Just as I was getting comfortable on a particularly steep grade, the truck’s rear tires lost traction on the icy road. The rear end slipped to the side and that set the trailer swaying. I looked in the big side mirrors as the trailer and Cougar alternately swung in and out of view. It was a sickening sight. I anticipated the trailer going off the road and taking the truck with it, but somehow it straightened out. My heart rate buried the needle there.

The next day, I was through the mountains with nothing but flat land ahead of me. I figured the hard stuff was behind me. I was wrong. Miles from anywhere, I heard a pop and saw smoke in the side mirror; one of the trailer tires had blown and was skidding along the highway.

I limped the truck and trailer to the first side road I found and, after a few miles, came upon—of all things—a tire service center. It was even a U-Haul affiliate, so the tire change cost me not a nickel. They had me back on the road faster than a NASCAR pit stop. The rest of the trip was pretty uneventful, and I was able to enjoy Route 66’s remnants.

Oklahoma is another great state for cruising the Mother Road, although it can be difficult to follow at times, as it merges with other highways. A good map showing the original route and where it overlays with modern routes is a must in the Sooner State, which attracts a lot of Route 66 travelers.

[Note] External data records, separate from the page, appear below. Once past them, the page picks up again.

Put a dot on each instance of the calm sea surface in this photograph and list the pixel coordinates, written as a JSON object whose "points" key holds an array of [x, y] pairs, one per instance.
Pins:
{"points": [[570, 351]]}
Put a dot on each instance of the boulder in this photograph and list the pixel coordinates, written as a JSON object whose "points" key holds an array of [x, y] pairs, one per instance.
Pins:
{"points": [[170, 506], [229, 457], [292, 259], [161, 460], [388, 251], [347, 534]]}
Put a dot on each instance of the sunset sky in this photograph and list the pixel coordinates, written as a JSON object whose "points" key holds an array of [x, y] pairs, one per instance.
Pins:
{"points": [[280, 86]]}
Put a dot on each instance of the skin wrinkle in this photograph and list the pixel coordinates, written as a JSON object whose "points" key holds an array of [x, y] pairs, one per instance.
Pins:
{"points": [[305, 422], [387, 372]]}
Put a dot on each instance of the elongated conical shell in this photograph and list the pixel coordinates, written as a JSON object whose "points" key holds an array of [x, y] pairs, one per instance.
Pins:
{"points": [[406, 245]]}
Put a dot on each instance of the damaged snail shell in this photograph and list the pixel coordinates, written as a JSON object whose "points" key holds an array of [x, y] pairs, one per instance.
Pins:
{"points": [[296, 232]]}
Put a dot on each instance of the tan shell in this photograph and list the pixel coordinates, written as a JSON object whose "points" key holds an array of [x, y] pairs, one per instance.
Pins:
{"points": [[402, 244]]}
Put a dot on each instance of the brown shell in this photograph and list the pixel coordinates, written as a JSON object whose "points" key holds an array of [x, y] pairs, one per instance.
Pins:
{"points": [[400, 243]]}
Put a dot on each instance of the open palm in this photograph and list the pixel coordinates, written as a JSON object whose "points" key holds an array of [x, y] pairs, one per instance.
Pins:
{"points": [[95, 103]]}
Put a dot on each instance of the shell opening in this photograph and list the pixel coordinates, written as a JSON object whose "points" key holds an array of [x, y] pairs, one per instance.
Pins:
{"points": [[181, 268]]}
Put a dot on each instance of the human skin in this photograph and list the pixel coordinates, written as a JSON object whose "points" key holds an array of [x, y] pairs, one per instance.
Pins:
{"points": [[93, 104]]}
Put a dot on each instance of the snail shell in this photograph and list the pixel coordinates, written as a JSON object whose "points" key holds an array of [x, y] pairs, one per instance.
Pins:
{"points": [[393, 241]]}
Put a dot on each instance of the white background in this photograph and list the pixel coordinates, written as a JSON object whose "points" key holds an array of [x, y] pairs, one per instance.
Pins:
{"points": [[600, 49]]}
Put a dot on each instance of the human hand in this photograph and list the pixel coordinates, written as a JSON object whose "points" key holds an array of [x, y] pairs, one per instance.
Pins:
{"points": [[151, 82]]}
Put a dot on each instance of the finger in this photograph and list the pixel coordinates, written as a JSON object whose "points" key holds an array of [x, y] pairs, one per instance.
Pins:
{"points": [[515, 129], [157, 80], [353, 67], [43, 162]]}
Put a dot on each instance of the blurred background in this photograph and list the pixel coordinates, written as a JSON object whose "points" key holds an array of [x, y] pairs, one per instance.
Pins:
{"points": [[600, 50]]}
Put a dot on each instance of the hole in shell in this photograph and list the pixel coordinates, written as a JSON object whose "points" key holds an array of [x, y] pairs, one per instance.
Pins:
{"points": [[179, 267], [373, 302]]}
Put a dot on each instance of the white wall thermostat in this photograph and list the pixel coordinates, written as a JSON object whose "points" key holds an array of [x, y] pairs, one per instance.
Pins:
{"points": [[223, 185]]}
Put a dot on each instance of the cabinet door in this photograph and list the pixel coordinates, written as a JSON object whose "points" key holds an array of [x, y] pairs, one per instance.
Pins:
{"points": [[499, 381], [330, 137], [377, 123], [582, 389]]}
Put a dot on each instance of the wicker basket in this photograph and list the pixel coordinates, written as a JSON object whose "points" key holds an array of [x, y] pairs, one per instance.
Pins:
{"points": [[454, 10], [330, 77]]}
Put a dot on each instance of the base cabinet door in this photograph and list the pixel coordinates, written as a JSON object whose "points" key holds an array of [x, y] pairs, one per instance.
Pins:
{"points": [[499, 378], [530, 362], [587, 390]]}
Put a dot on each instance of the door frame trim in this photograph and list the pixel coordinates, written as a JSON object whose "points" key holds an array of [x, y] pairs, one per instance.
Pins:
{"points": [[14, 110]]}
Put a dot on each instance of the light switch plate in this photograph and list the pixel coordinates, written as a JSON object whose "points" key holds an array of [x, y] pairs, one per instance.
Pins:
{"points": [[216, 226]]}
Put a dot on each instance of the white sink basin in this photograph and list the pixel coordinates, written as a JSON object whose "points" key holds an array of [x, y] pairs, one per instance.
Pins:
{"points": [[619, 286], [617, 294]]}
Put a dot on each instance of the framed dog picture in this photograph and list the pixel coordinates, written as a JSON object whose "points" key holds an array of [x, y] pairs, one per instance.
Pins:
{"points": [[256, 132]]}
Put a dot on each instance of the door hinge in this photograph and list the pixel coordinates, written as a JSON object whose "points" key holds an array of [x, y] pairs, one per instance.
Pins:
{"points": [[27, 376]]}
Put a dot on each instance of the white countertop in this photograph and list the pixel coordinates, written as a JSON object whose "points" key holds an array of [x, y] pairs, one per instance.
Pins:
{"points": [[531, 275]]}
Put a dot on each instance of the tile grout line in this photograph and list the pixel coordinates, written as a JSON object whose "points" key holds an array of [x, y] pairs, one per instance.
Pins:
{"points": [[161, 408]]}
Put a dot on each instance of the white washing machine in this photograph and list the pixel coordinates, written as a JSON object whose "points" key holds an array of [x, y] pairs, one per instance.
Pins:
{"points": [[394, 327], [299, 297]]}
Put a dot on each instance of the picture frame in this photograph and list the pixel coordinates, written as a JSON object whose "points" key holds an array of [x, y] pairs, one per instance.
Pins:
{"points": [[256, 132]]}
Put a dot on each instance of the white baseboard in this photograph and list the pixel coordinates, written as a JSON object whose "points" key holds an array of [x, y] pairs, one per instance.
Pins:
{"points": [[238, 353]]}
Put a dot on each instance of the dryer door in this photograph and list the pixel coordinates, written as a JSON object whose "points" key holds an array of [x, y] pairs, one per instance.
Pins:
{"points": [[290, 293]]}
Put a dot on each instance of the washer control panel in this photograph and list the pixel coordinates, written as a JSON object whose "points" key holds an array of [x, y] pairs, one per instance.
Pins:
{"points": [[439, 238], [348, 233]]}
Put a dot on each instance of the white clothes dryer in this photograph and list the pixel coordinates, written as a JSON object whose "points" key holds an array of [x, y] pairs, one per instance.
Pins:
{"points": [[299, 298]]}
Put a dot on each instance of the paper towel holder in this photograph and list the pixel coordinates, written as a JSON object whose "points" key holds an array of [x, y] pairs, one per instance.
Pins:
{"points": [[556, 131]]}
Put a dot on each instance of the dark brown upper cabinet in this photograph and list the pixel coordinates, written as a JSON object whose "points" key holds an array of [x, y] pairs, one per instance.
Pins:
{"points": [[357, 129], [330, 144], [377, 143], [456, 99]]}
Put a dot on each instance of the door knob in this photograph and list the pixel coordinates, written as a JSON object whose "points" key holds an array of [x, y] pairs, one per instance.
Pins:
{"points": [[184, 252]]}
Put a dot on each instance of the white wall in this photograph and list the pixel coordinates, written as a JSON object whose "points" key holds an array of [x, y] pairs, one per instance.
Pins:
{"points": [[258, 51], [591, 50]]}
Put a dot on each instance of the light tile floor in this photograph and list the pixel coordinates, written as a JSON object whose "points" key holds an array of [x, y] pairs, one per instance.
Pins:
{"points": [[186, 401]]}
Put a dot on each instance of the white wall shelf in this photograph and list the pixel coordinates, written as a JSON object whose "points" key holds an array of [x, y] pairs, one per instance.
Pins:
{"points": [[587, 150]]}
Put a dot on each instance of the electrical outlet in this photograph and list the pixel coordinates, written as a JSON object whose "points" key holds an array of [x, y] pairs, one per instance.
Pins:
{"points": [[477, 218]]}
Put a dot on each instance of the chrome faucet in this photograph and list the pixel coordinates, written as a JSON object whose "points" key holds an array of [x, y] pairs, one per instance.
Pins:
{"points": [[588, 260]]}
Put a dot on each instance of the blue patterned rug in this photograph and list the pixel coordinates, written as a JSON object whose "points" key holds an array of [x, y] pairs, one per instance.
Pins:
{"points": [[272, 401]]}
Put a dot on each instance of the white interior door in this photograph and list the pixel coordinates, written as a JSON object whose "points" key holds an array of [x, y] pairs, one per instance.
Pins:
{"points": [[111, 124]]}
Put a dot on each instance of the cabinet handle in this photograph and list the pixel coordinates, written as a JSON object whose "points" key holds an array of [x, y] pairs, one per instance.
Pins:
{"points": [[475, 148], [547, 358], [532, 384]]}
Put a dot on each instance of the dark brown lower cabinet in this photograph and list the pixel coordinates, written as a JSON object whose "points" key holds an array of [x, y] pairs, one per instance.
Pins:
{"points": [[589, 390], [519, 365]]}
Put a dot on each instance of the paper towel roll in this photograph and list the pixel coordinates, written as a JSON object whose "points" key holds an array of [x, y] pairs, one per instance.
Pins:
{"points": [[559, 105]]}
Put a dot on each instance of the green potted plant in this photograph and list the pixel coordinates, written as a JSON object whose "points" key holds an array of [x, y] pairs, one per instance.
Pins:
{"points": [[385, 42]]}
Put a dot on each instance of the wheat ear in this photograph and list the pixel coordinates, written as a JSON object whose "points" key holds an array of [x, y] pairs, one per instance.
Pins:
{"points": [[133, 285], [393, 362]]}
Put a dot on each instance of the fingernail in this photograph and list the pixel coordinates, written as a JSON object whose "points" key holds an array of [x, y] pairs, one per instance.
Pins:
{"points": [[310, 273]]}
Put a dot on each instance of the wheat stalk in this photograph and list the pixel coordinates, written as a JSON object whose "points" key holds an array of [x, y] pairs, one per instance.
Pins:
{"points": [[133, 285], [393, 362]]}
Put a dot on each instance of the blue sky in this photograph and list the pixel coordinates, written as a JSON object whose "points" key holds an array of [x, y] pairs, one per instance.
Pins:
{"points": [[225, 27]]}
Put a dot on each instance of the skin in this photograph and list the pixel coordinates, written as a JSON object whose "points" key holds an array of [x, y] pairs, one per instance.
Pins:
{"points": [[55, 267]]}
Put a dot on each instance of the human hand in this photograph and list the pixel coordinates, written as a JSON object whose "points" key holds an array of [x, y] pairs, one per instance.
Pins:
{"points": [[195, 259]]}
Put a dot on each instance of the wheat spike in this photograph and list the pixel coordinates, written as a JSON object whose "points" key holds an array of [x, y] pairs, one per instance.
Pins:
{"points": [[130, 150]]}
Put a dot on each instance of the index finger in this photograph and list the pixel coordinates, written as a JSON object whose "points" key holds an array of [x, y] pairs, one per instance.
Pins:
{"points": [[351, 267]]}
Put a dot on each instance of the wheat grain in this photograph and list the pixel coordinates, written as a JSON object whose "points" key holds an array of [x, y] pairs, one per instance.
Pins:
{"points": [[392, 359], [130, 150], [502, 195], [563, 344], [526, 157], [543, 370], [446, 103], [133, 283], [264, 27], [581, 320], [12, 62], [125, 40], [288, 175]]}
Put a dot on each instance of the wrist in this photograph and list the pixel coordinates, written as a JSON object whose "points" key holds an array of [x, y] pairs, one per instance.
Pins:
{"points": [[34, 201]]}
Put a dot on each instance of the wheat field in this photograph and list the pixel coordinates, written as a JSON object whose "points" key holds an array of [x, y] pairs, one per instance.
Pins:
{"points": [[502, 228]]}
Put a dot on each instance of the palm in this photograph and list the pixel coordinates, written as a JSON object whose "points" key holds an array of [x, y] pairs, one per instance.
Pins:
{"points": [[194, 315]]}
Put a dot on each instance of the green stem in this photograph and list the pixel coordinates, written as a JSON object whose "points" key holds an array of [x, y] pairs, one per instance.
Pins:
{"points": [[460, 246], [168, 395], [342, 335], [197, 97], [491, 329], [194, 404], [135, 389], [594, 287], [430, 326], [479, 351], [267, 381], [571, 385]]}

Many of whom roll past—or stop in at—John’s Auto Repair, in Claremore, Okla.

“They come from all over,” says John Whorton, the owner and single technician at his TSS affiliate shop outside of Tulsa. “You see Harley-Davidson riders from Australia and Mexico, and other people passing through in old cars and rental cars.”

Unlike many local businesses, Whorton doesn’t sell Route 66 souvenirs, but says the tourism positively affects the local communities.

“They stay in the motels and eat in the restaurants, but I only see them when they break down,” he jokes. “The tourism seems to go in waves, but it’s definitely good for the businesses around here.”

Whorton’s shop is near the famous Catoosa, Okla., whale—the 80-foot-long, grinning centerpiece of a former wildlife park. The park closed in the 1980s, but a few years later the whale was restored as was the pond it sat on and some of the surrounding property. It was turned into a roadside picnic area. It’s classic roadside Americana and a must-see for any Route 66 trip near Tulsa.

Reflections at the end of the road
After Oklahoma, there is a brief, 13-mile stretch in Kansas—the state with the fewest of the road’s 2,448 miles—but the road is broken up and hard to follow in many places around the Kansas/Missouri border. And speaking of Missouri, the small city of Joplin has embraced its Route 66 heritage, too, making it a point of interest. The closer Route 66 gets to Chicago, the more it loses its aura. It blends into the myriad of other rural roads and, in many places, is all but gone.

When I returned home and the Cougar was safely unloaded, I thought about the countless thousands of Americans who ventured on Route 66 not for a vacation, but for necessity. They drove it one way in search of a better life out west, or drove it every day as part of their daily routine. They didn’t have fuel injection, air conditioning, radial tires and truck stops every 40 miles—and they certainly didn’t have GPS navigation or cell phones in order to call for a roadside rescue.

Many people today drive Route 66 as a lark, but there are people for whom the Mother Road is still their livelihood, like shop proprietors Joanne and Barney Barnhardt, and John Whorton. So, whether it’s a souvenir stand in Kingman, Ariz., or a service center in Claremore, Okla., they’re connected to an artery that will always be part of the American experience.